Zambia: The Zambia Off-Grid Energy Task Force has 19 permanent members and is chaired by the permanent secretary in the Ministry of Energy. In 2020, the ZOGTF developed a workplan for 2020-2023 that included fiscal incentives. The ZOGTF Fiscal Incentives Sub-committee led by ACE TAF provided clarity on fiscal regulations. Statutory Instruments 32 – the Custom and Excise Act, and 33 – the Value-Added Tax Act, enacted in 2008, were updated. In addition, a customs handbook clarifying the tax and duty exemptions for a range of SAS systems was developed. The updated statutory instruments and the handbook will enable consistent application of fiscal incentives at all the border posts and reduce importation barriers. The Ministry of Energy notes, ‘The coordination group has been helpful in several aspects as it is now easier for government and cooperating partners to have synergy on actions required in building the off-grid market. The coordination also averts duplication of efforts including resources. This further allows government to have a platform for addressing concerns from market players in a coordinated manner.’
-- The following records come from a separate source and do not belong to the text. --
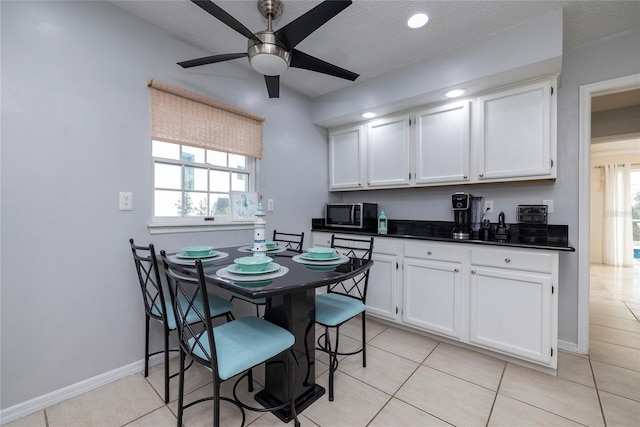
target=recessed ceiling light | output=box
[444,89,467,98]
[407,13,429,28]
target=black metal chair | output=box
[305,235,373,401]
[229,230,304,317]
[129,239,233,403]
[160,251,300,427]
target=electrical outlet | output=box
[484,200,493,213]
[119,191,133,211]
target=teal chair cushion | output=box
[152,294,233,331]
[315,293,367,326]
[189,317,295,380]
[231,292,267,305]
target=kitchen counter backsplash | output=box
[311,218,575,251]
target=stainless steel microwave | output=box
[324,203,378,230]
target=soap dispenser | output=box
[378,211,387,234]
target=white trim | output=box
[578,74,640,354]
[0,357,151,425]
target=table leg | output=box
[255,289,325,422]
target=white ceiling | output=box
[112,0,640,98]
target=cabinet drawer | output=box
[404,243,465,262]
[471,249,553,273]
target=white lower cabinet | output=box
[313,232,559,369]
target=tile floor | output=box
[7,265,640,427]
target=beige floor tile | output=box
[3,411,47,427]
[147,357,218,401]
[169,378,262,427]
[395,366,495,427]
[46,374,164,427]
[335,346,419,394]
[600,391,640,427]
[589,325,640,350]
[589,313,640,333]
[558,351,595,387]
[368,398,451,427]
[423,344,506,390]
[369,328,438,363]
[126,406,177,427]
[488,394,581,427]
[591,360,640,402]
[589,340,640,371]
[499,363,602,426]
[302,374,391,427]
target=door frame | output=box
[577,74,640,354]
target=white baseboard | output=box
[0,355,163,425]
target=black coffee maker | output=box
[451,192,473,239]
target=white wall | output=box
[0,1,328,409]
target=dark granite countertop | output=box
[311,218,575,252]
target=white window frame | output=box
[147,143,260,234]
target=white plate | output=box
[176,251,220,259]
[227,262,280,275]
[300,253,340,262]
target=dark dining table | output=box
[196,247,373,422]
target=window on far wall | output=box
[152,141,255,223]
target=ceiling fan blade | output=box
[191,0,262,43]
[264,76,280,98]
[275,0,352,50]
[289,49,360,81]
[178,52,248,68]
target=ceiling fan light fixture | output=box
[407,12,429,28]
[248,31,291,76]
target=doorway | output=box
[577,74,640,354]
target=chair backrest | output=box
[327,234,373,304]
[273,230,304,253]
[129,239,167,325]
[160,250,218,377]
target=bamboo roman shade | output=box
[148,80,264,159]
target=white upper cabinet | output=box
[414,101,470,185]
[329,126,364,190]
[366,115,409,188]
[476,79,556,181]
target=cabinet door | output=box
[329,126,364,190]
[478,80,556,180]
[367,253,398,320]
[366,116,409,187]
[402,258,462,339]
[415,101,470,184]
[469,266,557,368]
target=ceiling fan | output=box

Sierra Leone: The Off Grid Working Group (OGWG) in Sierra Leone has 38 members. In 2020, the OGWG developed the Integrated Energy Resource Plan that spells out the off-grid contribution to overall electrification targets. In March 2021, ACE TAF, through the OGWG convened the Inter-ministerial workshop to promote dialogue among government ministries, departments and agencies on energy access,  and establish a framework for communication with other donor-supported activities. The framework is expected to reduce duplication of efforts and identify opportunities for follow-on activities that will lead to sustainability of most interventions supported by donors.

Zimbabwe: The Distributed Renewable Energy Task Force (DRETF) was launched by Honourable Z. Soda, the Minister of Energy and Power Development on 17th March 2021. Hon. Soda observed that there had been prior attempts to develop a coordination mechanism, but those had not been successful due to the structure that had been used. In her remarks, the Permanent Secretary Dr. G. Magombo acknowledged,  ‘The DRETF is a positive move towards a well-coordinated approach to our work in the distributed off-grid energy systems at a time when access to modern energy remains a challenge especially for rural communities.’

Though some of the planned activities by the Task Forces in Zambia and Sierra Leone were affected by the Covid-19 pandemic, the Energy Ministries in these countries admit that Task Forces played a crucial role in holding up the sector. The Task Force in Zimbabwe has already picked learnings from these countries by establishing sub-committees. ACE TAF will continue promoting learning across the countries to strengthen existing Task Forces and nurture the up-coming ones.

As the world focuses on energy transitions at the upcoming 26th UN Climate Change Conference of the Parties (COP26), there is need to consider the increasing number of vulnerable people. National Task Forces will be instrumental in promoting equality so deserving populations benefit from interventions that address affordability constraints such as demand-side subsidies, results-based financing, and guarantee funds.